How great a threat does this vulnerability pose?
It depends on whether the Web Publishing feature is enabled. By default, it's disabled, and an attacker would need to be located within the network to exploit the vulnerability. However, if it were enabled, any Internet user could exploit it. Clearly, the latter case would pose a much greater threat.
Could an attacker use the vulnerability to take control of the ISA server?
No. This is a denial of service attack only. There is no capability to usurp any administrative privileges.
Could an attacker use the vulnerability to breach the security of the firewall?
No. There is no capability to use this vulnerability to lower the security the firewall provides. It can only be used to prevent the Web Proxy service from passing any data at all.
What does the patch do?
The patch eliminates the vulnerability by causing the Web Proxy service to correctly treat the request at issue as invalid.
Download locations for this patch
Microsoft ISA Server 2000:
Note: This patch has been superseded by the one provided in Microsoft Security Bulletin MS01-045.
Additional information about this patch
This patch can be installed on systems running ISA Server 2000 Gold.
Inclusion in future service packs:
The fix for this issue will be included in ISA Server 2000 Service Pack 1.
Verifying patch installation:
- To verify that the patch has been installed on the machine, confirm that the following registry key has been created on the machine: HKEY_LOCAL_MACHINE\SOFTWARE\Microsoft\FPC\Hofixes\63.
- To verify the individual files, use the date/time and version information provided in Knowledge Base article Q295279
This patch can be installed on any language version of ISA Server 2000.
Obtaining other security patches:
Patches for other security issues are available from the following locations:
- Security patches are available from the Microsoft Download Center, and can be most easily found by doing a keyword search for "security_patch".
- Patches are also available from the WindowsUpdate web site
Microsoft thanks Dr.

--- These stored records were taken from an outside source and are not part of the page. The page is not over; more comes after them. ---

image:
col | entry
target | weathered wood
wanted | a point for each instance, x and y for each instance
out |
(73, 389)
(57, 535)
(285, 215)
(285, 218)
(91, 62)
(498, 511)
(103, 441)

Richard Reiner, Graham Wiseman, Matthew Siemens, and Kent Nicolson of FSC Internet Corp. / SecureXpert Labs (http://www.fscinternet.com for reporting this issue to us and working with us to protect customers.
- Microsoft Knowledge Base article Q295279 discusses this issue and will be available approximately 24 hours after the release of this bulletin. Knowledge Base articles can be found on the Microsoft Online Support web site.
- Technical support is available from Microsoft Product Support Services. There is no charge for support calls associated with security patches.
Security Resources: The Microsoft TechNet Security Web Site provides additional information about security in Microsoft products.
The information provided in the Microsoft Knowledge Base is provided "as is" without warranty of any kind. Microsoft disclaims all warranties, either express or implied, including the warranties of merchantability and fitness for a particular purpose. In no event shall Microsoft Corporation or its suppliers be liable for any damages whatsoever including direct, indirect, incidental, consequential, loss of business profits or special damages, even if Microsoft Corporation or its suppliers have been advised of the possibility of such damages. Some states do not allow the exclusion or limitation of liability for consequential or incidental damages so the foregoing limitation may not apply.
- V1.0 (April 16, 2001): Bulletin Created.
- V1.1 (April 17, 2001): Bulletin updated to address the possibility that an external attacker could exploit the vulnerability via a web page or HTML e-mail.
- V1.2 (August 21, 2001): Patch Availability section updated to advise that the patch provided here has been superseded.
- V1.3 (June 23, 2003): Updated Windows Update download links.